Masalah lingkungan tergambar pada menurunnya kualitas maupun kuantitas hutan. Berdasarkan data kehutanan, antara tahun 2003 sampai dengan tahun 2006 laju deforestasi hutan di Indonesia adalah 1, 17 Juta Ha per tahun. Sementara itu luasan hutan yang terdeforestasi pada periode itu adalah 3,52 Juta Ha. Deforestasi tertinggi terjadi pada kawasan hutan produksi, kemudian diikuti dengan kawasan lindung dan konservasi. Persinggungan masalah-masalah social dan lingkungan kehutanan tersebut menimbulkan konflik-konflik dilapangan. Cifor bersama dengan FWI pada tahun 2004 mencatat berbagai konflik yang timbul dalam pengelolaan dan penguasaanhutan pada kawasan hutan produksi dan kawasan konservasi. Konflik tertinggi terjadi dikawasan hutan produksi terutama pada areal HPH yang disebabkan oleh masalah tatabatas dan pembatasan akses masyarakat. Temuan ini menunjukkan bahwa klaim sepihak yang dilakukan pemerintah dalam bentuk penunjukan hutan. Negara telah menimbulkan reaksi negative dari masyarakat. Sejak lama berbagai masalah-masalah kehutanan ini berusaha untuk dijawab.
Berbagai tawaran solusi ditawarkan dan diuji coba untuk menjawab masalah hak, masalah social dan masalah lingkungan yang kian hari kian membesar. Jawaban terhadap masalah kehutanan ini didominasi oleh pendekatan-pendekatan manajemen kehutanan. Program dibawah payung isu Good Governance berupa Good Fores Governance dengan pilar transparansi pengelolaan hutan, partisipasi masyarakat dalam pengelolaan hutan dan akuntabilitas aparatur dalam pengelolaan hutan mewarnai sebagian besar program-program dukungan untuk menuju perbaikan masalah-masalah kehutanan.
Pendekatan ini ditempatkan sebagai satu pendekatan generik untuk menjawab masalah kesalahan tata kelola hutan yang menyebabkan lahirnya ketiga masalah yang telah kita uraikan pada bagian sebelumnya. Bagan dibawah, secara sederhana mencoba untuk mengelompokkan masalah kehutanan yang melibatkan masyarakat adat dan masyarakat lokal dengan jawaban berada pada dominasi pendekatan manajemen dengan mengenyampingkan pendekatan komprehensif yang ditawarkan oleh TAP MPR No. IX Tahun 2001 tentang Pembaruan Agraria dan Pengelolaan Sumberdaya Alam.

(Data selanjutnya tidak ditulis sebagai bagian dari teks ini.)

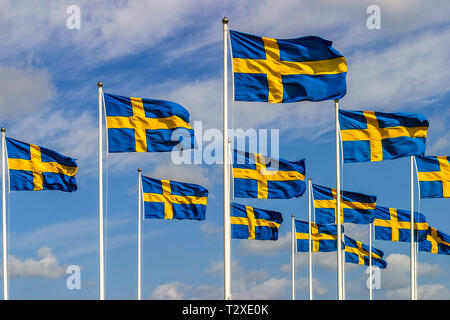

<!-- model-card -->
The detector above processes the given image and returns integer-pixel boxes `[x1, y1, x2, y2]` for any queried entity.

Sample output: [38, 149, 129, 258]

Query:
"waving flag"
[339, 110, 428, 162]
[142, 176, 208, 220]
[104, 93, 195, 152]
[345, 236, 387, 269]
[230, 30, 347, 103]
[374, 206, 428, 242]
[233, 150, 306, 199]
[6, 138, 77, 192]
[230, 203, 283, 240]
[419, 227, 450, 254]
[295, 220, 344, 252]
[416, 156, 450, 198]
[313, 184, 377, 224]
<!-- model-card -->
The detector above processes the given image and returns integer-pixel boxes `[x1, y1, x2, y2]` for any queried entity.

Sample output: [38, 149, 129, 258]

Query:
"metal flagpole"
[97, 82, 105, 300]
[369, 223, 373, 300]
[222, 17, 231, 300]
[138, 168, 142, 300]
[308, 179, 313, 300]
[410, 156, 416, 300]
[1, 128, 8, 300]
[291, 214, 296, 300]
[334, 100, 343, 300]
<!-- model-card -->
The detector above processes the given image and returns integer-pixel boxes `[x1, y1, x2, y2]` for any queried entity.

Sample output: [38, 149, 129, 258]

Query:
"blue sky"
[0, 0, 450, 299]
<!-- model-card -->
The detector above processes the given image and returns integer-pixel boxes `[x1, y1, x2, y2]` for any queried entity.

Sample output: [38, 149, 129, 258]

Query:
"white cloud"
[8, 247, 65, 279]
[232, 277, 291, 300]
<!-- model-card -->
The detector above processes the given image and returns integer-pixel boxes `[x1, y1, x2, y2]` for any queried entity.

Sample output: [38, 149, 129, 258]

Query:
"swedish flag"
[345, 236, 387, 269]
[295, 220, 344, 252]
[419, 227, 450, 254]
[230, 30, 347, 103]
[339, 110, 428, 162]
[374, 206, 428, 242]
[6, 138, 78, 192]
[416, 156, 450, 198]
[313, 184, 377, 224]
[142, 176, 208, 220]
[233, 150, 306, 199]
[230, 203, 283, 240]
[104, 93, 195, 152]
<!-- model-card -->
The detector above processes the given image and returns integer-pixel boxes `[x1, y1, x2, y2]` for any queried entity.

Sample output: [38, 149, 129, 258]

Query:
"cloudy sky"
[0, 0, 450, 299]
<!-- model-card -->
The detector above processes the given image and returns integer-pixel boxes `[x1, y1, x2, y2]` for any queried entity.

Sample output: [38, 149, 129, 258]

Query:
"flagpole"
[137, 168, 142, 300]
[222, 17, 231, 300]
[1, 128, 8, 300]
[334, 99, 343, 300]
[369, 223, 373, 300]
[308, 179, 313, 300]
[97, 81, 105, 300]
[291, 214, 295, 300]
[410, 156, 416, 300]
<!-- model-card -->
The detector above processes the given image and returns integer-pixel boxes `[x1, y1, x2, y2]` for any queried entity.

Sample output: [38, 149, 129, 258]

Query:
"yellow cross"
[314, 189, 376, 224]
[296, 222, 337, 252]
[419, 156, 450, 198]
[8, 144, 77, 191]
[341, 111, 428, 161]
[427, 227, 450, 253]
[106, 97, 192, 152]
[374, 208, 428, 241]
[233, 154, 305, 199]
[144, 180, 208, 219]
[230, 206, 280, 240]
[233, 37, 347, 103]
[345, 241, 381, 265]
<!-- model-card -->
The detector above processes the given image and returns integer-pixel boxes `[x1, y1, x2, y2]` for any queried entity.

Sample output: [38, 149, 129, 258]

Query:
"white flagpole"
[137, 168, 142, 300]
[334, 100, 343, 300]
[410, 156, 416, 300]
[97, 82, 105, 300]
[291, 214, 296, 300]
[369, 223, 373, 300]
[1, 128, 8, 300]
[308, 179, 313, 300]
[222, 17, 231, 300]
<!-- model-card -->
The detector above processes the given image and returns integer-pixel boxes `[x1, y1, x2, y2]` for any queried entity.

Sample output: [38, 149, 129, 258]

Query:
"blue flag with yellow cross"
[416, 156, 450, 198]
[344, 236, 387, 269]
[233, 150, 306, 199]
[230, 203, 283, 240]
[142, 176, 208, 220]
[373, 206, 428, 242]
[339, 110, 428, 162]
[104, 93, 195, 153]
[230, 30, 347, 103]
[419, 227, 450, 255]
[313, 184, 377, 224]
[6, 138, 78, 192]
[295, 220, 344, 252]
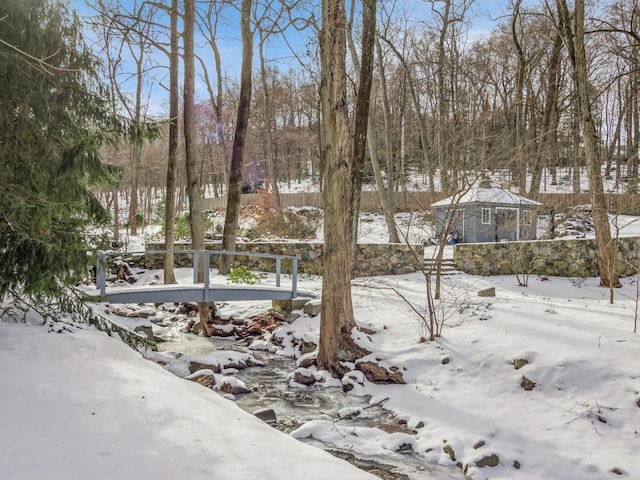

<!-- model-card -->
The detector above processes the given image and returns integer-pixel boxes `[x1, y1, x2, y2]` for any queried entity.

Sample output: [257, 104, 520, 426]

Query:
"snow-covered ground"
[0, 181, 640, 480]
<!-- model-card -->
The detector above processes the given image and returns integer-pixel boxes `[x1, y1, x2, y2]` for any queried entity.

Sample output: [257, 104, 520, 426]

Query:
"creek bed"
[158, 325, 463, 480]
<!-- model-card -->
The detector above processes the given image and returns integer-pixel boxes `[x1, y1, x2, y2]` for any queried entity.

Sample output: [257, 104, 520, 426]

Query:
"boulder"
[478, 287, 496, 297]
[253, 408, 277, 425]
[520, 375, 536, 391]
[220, 377, 251, 395]
[513, 358, 529, 370]
[475, 453, 500, 468]
[293, 368, 316, 385]
[356, 362, 404, 385]
[302, 300, 322, 317]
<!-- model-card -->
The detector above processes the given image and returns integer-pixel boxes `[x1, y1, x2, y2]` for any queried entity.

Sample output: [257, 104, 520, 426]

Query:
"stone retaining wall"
[453, 237, 640, 278]
[133, 242, 424, 277]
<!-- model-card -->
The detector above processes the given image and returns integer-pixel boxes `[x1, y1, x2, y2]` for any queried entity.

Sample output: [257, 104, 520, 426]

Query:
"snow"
[0, 181, 640, 480]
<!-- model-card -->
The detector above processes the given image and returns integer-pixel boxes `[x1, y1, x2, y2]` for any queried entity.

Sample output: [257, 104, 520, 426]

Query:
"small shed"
[431, 183, 542, 243]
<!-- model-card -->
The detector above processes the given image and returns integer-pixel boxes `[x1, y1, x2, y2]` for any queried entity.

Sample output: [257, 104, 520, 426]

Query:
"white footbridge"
[86, 250, 298, 303]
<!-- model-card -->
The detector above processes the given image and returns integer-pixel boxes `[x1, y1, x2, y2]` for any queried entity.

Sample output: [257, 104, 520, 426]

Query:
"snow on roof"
[431, 187, 542, 207]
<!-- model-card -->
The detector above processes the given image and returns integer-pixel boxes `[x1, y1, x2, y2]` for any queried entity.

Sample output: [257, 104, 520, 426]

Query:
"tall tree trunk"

Bagan Penanganan Masalah Kehutanan
Jika kita lihat selintas tuntutan masyarakat adat untuk pengakuan hutan adatnya dijawab dengan penyusunan RPP Hutan Adat yang mengunci masyarakat adat pada hak berian yang membatasi pemanfaatan hutan untuk kebutuhan sehari-hari dan bukan pada kawasan konservasi dan kawasan yang sudah dilekati perizinan kehutanan. Jika masyarakat adat, ingin memasuki lingkup peran serta pengelolaan hutan yang hasilnya dapat diperdagangkan, maka masyarakat ini harus menanggalkan identitasnya dan masuk pada skema hak berian lain berupa bentuk perizinan Hutan Desa, Hutan Kemasyarakatan atau Hutan Tanaman Rakyat. Niat baik untuk melibatkan masyarakat dalam pengelolaan hutan ini kemudian kembali tersungkur dalam belitan birokrasi, misalnya; untuk mendapatkan izin Hutan Tanaman Rakyat, dari proses awal masyarakat harus melewati 19 unit kerja kehutanan yang tersebar dari daerah sampai ke pusat dengan 54 tahapan perizinan (kartodiharjo 2009).

III. REDD dan Tantangannya Bagi Masyarakat Adat
Sejak KTT Bumi di Rio De Janairo rahun 1992, urusan kehutanan tidak hanya urusan kehilangan kayu atau berkurangnya kawasan hutan beserta dengan beban konflik social seperti yang ditanggung oleh Negara-negara dunia ketiga. Urusan kehutanan kemudian memasuki babak yang lebih kompleks yaitu kontribusi terhadap perubahan iklim. Berlin Mandate pada tahun 1995 berupa komitmen pemimpin dunia untuk mengambil langkah dan strategi menghadapi perubahan iklim, memberikan jembatan pada lahirnya Protokol Kyoto tahun 1997. Negosiasi besar untuk bagaimana menghadapi perubahan iklim ini pada akhirnya berhenti pada posisi bahwa Negara pertama sebagai penghasil utama karbon yang berperan besar terhadap perubahan iklim harus memberikan kompensasi pada Negara-negara ketiga pemilik hutan yang dipercaya dapat melepaskan atau menyimpan karbon. Pada posisi itulah program REDD (Reduction Emission from
Deforestation and Degradation) sebagai model penghadangan laju kerusakan hutan di dunia ketiga mendapatkan fondasi setelah generasi awal berupa Clean Development Program (CDM) nyaris gagal total. Selanjutnya REDD mendapat sentuhan rezim perdagangan sehingga popular menjadi bagian dari “ rezim pasar carbon”. Terlepas dari masalah keadilan iklim antara Negara utara yang lebih banyak berkontribusi kepada perubahan iklim dengan Negara selatan yang dipaksa untuk membersihkan perbuatannya dengan menerima kompensasi, REDD perlu diberikan catatan kritis dalam perspektif masyarakat adat karena program ini sedang diuji coba di indonesia.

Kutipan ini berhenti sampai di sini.